I typed up a piece of paper, signed my name at the bottom, and dated it. and this is what it says:

12, July 2006

You are officially giving up on everyone and everything. Everytime you get close to something it is somehow taken away from you, and you are sick of it. Therefore, you're not going to expect anything for any reason, and that way you will never be let down. Life sucks, and nothing good will ever come to you.
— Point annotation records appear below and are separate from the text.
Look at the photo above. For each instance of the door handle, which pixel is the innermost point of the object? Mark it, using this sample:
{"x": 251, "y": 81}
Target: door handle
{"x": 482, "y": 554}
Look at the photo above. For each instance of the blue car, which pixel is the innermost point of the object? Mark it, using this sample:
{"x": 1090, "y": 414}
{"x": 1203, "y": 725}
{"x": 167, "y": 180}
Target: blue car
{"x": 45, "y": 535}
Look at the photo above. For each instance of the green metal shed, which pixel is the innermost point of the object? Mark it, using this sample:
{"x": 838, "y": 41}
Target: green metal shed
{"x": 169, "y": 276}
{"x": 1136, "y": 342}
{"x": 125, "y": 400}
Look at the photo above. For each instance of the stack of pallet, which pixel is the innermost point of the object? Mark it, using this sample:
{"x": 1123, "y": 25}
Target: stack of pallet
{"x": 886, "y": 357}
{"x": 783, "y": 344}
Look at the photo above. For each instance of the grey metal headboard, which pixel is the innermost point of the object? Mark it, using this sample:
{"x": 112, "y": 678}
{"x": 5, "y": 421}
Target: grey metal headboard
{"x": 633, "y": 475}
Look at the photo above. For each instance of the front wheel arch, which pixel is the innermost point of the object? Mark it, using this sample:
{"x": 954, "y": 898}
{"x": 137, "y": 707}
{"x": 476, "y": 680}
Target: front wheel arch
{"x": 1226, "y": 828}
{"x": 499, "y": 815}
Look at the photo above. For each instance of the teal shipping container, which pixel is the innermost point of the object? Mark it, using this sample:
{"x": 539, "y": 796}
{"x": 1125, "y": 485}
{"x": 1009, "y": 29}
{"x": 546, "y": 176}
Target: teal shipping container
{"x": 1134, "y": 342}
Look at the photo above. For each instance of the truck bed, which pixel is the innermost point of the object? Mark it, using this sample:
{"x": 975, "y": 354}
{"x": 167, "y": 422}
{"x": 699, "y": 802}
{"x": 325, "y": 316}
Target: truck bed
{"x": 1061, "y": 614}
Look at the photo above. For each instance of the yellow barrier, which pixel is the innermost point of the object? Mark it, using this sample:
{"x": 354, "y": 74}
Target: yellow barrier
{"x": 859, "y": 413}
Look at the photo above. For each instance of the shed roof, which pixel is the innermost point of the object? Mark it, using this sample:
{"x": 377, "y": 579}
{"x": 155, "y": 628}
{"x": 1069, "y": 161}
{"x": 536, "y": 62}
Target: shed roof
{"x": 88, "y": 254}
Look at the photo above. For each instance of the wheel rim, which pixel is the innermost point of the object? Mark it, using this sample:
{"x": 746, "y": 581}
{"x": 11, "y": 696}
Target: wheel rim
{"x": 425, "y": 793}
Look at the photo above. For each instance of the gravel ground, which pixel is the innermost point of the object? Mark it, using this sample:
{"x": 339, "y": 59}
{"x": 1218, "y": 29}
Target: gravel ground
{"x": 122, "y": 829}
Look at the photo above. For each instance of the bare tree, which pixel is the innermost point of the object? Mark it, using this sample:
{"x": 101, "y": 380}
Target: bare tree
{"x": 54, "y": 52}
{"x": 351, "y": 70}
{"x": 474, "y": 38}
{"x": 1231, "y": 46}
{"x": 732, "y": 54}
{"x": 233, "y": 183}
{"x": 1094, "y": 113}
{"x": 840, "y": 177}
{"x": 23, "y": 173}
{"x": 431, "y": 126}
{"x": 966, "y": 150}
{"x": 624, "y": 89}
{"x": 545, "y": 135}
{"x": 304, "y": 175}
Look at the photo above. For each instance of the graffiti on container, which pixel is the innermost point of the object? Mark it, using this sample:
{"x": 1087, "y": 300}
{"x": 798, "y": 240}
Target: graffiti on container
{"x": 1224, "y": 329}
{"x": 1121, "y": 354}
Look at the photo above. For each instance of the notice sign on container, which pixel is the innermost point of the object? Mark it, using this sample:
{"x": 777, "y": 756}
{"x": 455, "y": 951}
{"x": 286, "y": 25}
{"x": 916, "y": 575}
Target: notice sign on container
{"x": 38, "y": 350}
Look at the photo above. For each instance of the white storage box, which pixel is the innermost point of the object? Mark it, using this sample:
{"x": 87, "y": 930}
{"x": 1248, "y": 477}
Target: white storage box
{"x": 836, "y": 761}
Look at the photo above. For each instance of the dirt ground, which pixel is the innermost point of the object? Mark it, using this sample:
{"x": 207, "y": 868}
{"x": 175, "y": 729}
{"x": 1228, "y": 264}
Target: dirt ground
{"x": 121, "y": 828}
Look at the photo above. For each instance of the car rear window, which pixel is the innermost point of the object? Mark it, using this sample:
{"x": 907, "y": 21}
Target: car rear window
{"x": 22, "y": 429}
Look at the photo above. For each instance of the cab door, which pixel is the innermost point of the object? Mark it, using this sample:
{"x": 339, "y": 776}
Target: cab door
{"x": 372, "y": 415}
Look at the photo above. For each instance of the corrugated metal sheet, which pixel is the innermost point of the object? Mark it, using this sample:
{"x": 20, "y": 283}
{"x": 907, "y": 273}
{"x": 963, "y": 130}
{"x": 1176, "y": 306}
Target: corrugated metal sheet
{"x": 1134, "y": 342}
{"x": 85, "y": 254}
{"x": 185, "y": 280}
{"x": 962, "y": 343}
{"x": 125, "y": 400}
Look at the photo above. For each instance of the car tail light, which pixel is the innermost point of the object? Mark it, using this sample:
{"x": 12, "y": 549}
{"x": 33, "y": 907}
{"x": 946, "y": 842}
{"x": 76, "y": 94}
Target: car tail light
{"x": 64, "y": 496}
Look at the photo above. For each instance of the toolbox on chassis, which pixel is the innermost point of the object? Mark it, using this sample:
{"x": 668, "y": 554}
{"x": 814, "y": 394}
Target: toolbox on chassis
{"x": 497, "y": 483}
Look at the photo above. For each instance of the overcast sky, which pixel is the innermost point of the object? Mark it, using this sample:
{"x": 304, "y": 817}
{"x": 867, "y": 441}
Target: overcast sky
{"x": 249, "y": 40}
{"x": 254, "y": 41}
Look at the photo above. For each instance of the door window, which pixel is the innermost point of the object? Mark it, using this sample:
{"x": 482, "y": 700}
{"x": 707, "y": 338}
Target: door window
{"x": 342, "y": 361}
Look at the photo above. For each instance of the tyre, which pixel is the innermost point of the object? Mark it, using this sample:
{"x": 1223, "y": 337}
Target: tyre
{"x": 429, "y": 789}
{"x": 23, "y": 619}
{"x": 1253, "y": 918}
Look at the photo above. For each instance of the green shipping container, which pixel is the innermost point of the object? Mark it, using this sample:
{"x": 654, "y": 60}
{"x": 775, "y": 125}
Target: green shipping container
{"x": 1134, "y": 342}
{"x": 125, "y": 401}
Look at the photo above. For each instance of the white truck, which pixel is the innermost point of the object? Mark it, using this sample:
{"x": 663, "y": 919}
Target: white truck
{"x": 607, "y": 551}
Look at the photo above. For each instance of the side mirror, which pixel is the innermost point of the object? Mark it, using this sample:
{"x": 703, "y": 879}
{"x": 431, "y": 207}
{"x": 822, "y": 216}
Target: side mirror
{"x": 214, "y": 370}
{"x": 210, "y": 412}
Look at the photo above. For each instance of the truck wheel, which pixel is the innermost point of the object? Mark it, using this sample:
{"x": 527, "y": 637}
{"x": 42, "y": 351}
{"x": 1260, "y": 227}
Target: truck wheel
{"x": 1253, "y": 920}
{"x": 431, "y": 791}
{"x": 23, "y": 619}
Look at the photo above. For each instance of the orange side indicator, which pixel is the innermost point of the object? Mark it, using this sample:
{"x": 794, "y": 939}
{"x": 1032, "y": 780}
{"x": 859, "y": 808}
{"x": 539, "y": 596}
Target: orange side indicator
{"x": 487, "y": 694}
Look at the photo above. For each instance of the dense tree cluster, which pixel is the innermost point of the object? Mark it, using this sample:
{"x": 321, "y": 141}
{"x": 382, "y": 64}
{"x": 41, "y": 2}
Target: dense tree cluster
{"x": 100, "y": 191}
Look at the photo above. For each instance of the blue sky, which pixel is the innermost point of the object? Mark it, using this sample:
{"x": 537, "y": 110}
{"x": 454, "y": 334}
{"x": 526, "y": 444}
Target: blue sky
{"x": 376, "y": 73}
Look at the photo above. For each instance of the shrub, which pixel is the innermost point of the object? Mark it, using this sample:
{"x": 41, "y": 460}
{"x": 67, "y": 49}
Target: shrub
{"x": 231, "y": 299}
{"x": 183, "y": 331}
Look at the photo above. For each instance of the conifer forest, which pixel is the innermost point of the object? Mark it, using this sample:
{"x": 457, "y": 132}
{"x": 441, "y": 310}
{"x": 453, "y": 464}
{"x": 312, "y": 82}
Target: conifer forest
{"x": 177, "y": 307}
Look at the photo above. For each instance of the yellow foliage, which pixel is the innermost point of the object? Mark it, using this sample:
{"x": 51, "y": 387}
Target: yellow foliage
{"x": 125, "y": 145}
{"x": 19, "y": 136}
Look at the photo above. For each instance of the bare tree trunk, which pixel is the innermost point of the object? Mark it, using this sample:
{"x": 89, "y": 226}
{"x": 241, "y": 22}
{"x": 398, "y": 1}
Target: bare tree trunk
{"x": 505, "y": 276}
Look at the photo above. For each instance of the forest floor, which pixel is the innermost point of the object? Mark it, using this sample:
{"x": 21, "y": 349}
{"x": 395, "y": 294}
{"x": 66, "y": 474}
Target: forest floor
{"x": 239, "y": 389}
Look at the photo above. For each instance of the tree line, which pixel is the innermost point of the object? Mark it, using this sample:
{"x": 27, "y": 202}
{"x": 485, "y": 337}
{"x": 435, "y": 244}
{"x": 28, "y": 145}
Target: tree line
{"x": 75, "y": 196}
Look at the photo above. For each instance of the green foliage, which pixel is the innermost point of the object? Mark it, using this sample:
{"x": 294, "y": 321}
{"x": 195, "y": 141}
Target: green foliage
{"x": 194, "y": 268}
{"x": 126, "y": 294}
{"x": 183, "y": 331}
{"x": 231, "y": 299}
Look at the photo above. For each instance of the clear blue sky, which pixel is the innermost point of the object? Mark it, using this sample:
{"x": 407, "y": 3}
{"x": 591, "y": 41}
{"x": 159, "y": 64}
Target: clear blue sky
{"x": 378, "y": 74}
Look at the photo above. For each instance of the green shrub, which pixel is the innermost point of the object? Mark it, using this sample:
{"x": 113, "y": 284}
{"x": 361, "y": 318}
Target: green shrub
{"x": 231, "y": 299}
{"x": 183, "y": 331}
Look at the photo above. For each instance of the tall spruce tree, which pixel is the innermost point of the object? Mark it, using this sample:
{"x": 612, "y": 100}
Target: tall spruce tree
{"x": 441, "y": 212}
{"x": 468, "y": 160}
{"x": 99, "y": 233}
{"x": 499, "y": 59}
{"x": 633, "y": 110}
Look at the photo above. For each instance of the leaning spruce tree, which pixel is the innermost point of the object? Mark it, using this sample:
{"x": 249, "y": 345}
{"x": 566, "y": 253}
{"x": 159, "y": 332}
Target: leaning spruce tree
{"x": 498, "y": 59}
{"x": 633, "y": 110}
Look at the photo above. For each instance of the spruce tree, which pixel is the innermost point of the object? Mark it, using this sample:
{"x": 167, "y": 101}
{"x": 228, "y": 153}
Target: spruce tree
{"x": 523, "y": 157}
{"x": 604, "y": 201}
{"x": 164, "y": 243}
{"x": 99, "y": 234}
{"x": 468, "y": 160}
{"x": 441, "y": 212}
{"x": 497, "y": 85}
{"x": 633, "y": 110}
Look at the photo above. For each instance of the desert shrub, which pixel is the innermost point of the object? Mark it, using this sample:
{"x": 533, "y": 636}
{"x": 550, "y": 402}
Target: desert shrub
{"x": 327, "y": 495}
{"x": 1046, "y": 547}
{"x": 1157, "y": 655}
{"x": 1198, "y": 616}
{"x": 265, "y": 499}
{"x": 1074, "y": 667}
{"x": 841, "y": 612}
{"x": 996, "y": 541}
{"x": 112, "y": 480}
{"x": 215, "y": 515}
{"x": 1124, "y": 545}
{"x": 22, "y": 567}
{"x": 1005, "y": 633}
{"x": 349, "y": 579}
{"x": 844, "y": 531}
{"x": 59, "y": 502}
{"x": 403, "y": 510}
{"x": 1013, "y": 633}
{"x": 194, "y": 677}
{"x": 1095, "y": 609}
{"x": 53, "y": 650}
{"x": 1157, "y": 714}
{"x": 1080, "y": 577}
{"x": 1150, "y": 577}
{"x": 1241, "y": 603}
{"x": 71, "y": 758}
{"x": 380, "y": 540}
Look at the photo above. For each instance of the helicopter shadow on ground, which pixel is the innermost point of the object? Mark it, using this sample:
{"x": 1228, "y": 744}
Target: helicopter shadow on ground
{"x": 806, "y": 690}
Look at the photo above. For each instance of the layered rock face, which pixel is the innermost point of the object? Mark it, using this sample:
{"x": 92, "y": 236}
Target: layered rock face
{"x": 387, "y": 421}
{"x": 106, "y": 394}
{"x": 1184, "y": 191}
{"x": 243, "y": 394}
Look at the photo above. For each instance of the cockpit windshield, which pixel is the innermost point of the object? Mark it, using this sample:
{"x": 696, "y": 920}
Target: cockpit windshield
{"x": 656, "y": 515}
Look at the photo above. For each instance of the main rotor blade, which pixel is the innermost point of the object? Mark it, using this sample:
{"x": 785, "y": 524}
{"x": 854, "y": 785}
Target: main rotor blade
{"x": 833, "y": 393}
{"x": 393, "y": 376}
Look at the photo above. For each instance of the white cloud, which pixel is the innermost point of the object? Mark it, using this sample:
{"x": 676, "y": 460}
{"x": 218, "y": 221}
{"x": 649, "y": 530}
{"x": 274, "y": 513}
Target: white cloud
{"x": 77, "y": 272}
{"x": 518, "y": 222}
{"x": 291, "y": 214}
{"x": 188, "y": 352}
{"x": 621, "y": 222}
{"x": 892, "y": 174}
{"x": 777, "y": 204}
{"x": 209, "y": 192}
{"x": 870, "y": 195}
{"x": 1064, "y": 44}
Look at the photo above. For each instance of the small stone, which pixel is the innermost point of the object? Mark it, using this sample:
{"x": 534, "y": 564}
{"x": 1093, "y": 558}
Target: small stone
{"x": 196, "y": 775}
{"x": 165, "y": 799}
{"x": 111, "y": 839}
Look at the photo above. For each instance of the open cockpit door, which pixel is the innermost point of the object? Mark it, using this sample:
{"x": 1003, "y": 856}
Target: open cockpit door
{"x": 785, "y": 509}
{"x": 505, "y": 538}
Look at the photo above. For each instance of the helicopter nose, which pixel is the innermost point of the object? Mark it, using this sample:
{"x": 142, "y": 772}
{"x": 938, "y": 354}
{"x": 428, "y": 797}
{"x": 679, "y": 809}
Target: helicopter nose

So you might as well smoke another cigarette, down another can of beer, and cry yourself to sleep because that's all you have going for you.

Karyn Yoak

and i typed up another one....

12, July 2006

Never pick up anymore shifts at work, for anyone, for any reason other than death in the family, death of one of their friends, or death of themselves.

Karyn Yoak

the second one is about the fact that i am tired of working. (p.s. lola just jumped up onto my windowsill and didnt quite make it and fell back down... haha.... i found it humorous.) i'm tired of everyone always calling on me for everything... especially ron. i hate him right now.

the first one is about the fact that i slept with douchnozzle again, and how i hate myself for it. more than i ever expected i would. its about the fact that i'm highly interested in someone else, and one of my friends has also expressed the same interest, so there's no point in my competing because what do i have? nothing.... thats what. this is about the fact that i'm kind of a worthless piece of fat shit..... and i'm not going to deny it anymore.

everytime i get close to getting out of the hole i'm in, i somehow let myself fall back down. i guess i'm just trying to find a way to hold on...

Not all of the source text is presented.